Bishop joins Coke marketing team

By Published on .

As Coca-Cola Co. goes forward with its new, localized strategy, it has named a new executive to make a connection with consumers.

Nick Bishop, 38, becomes Coca-Cola's VP-consumer connections, from exec VP-managing director of Interpublic Group of Cos.' McCann-Erickson/A&L, San Francisco.

On Oct. 1, Mr. Bishop will report to Steve Jones, chief marketing officer in the company's corporate marketing division in Atlanta.

He succeeds Martin Quinn, who had led the consumer communications function since the surprise departure in April of VP-Consumer Communications Ian Rowden. Mr. Quinn now is director of global brand communications and reports to Mr. Bishop.

In July 1985, Mr. Bishop moved to McCann's Sydney office to run Coca-Cola's media business in Australia, and thereafter trotted the globe in a variety of roles for McCann leading the account.

In 1999, he switched shops, becoming president of Anderson & Lembke to handle the Microsoft Corp. account before A&L merged with McCann. The A&L name is now being phased out.

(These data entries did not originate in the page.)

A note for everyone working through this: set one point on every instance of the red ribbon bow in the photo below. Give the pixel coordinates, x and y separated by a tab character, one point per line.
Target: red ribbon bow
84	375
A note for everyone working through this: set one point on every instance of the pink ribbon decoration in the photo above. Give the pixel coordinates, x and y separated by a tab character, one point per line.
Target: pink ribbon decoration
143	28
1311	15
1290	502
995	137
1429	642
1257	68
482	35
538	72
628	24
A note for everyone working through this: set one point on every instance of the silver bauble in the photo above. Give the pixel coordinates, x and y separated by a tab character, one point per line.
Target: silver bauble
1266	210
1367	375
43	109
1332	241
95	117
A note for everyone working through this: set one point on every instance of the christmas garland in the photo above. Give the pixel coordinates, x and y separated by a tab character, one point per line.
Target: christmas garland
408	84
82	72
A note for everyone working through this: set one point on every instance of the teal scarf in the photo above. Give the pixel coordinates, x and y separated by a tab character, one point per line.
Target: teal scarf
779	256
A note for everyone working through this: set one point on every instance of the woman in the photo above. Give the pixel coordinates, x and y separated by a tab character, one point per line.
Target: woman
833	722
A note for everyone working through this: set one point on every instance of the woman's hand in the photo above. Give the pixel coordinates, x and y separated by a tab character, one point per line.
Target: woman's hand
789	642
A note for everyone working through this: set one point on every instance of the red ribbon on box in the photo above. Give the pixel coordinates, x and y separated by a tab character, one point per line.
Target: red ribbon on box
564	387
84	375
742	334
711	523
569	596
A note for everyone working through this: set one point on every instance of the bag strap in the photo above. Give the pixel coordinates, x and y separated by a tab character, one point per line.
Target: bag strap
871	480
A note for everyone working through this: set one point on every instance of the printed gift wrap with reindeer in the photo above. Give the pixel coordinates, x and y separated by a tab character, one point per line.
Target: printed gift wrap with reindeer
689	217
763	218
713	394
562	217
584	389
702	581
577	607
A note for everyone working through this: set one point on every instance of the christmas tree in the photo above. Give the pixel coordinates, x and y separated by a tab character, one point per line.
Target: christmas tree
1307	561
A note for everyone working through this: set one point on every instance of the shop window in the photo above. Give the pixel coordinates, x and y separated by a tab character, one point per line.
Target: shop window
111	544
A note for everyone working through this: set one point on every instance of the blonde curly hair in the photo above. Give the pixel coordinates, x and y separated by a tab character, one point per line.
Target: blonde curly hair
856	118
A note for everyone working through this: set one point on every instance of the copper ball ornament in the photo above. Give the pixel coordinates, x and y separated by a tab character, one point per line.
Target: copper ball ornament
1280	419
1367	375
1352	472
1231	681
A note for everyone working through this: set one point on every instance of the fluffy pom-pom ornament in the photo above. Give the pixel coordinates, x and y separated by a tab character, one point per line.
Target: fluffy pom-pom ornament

Of his new position, Mr. Bishop said it is more strategic and advisory than the advertising function had been in the past, adding his title embodies the shift in the advertising function under CEO Doug Daft's "think local, act local" credo.

"We really recognize the fact that we're moving from being a brand-centric to a human-centric organization," he said. "Building relationships over time is critical."

Doing so also will require a more integrated approach. Mr. Bishop will concentrate on development of an overall creative strategy to enable that connection with consumers while advising local marketing teams in creating strategies and integrated marketing communications.

"We need to better understand how we can make our brand and our communication more relevant to help [consumers] have a better time, have more fun and enjoy [themselves]," he said. "We know likability is an important driver in brand preference." How the company becomes more likable will depend, he said. But the bottom line is to help consumers associate Coca-Cola with a good time.


Each of Coca-Cola's 26 local divisions will be responsible for developing its own ads and integrated marketing programs, including agency selection. But Mr. Bishop's group will develop creative for select seasonal promotions and influence overall agency relationships.

"With 20 years of agency experience, I have a strong understanding of their business and how to jointly get the best [work] out of an agency," he said. "I want to be one of those great clients that is fair, hones clear direction and enables the agency to do their best work."

Mr. Bishop said it was premature to speculate what, if any, changes would be made to the current agency roster or whether his former agency would be given special consideration.

"They know that if they do great work for the Coca-Cola Co., they will be rewarded like every other agency on the roster," he said.